Intempestiva? Fuori c’è la rivoluzione, la gente chiede pane, e a
Versailles Maria Antonietta stupisce: “Hanno fame? Dategli le
brioches!”. La cecità dell’Ancien Régime somiglia ominosamente alla
nostra.
In relazione al presidenzialismo, il professor Zagrebelsky sul Corriere ha parlato di sindrome di Stoccolma del Pd.
Siamo
nella continuità di un progetto che nella sostanza non è mai stato
meditato né condannato. Tanto che quasi abbiamo realizzato il Piano di
rinascita nazionale della P2 di Gelli. Siamo prigionieri di un’idea
malata che incolpa la Costituzione d’ogni nostra stortura. Non si vuol
vedere che invece siamo prigionieri di una cosiddetta classe dirigente
prima compromessa col fascismo, poi coi clericali, poi con l’America,
poi con la mafia, poi con Berlusconi. È quest’ultimo oggi a dettare le
condizioni.
E il Pd?
Il Pd non esiste, è
una nostra invenzione. O un rimorso, a seconda. È fatto di persone
dietro cui c’è il nulla. Puoi trovare uno, Civati o Barca, ma anche
quando vai nel deserto trovi oasi che non sono miraggi.
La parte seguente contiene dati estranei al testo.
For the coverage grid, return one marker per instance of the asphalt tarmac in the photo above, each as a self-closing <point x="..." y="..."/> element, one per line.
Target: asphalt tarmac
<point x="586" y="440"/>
Il Pd pare vivo e
di sinistra, ma le due cose sono un trompe l’oeil.
Napolitano
ha consultato anche il M5s. Non so se Grillo abbia fatto nomi. Presumo,
però, che Napolitano gli abbia fatto capire che le candidature di
rinnovamento non erano gradite. Inoltre non ha nemmeno mandato Bersani a
verificare la fiducia in Parlamento. Questo vuol dire che il piano era
molto chiaro. Il governo Monti doveva continuare con innesti politici,
la democrazia intesa come tribunale dei governanti andava, senza dirlo,
sospesa. Se questo è sanare i mali dell’Italia c’è da scappare.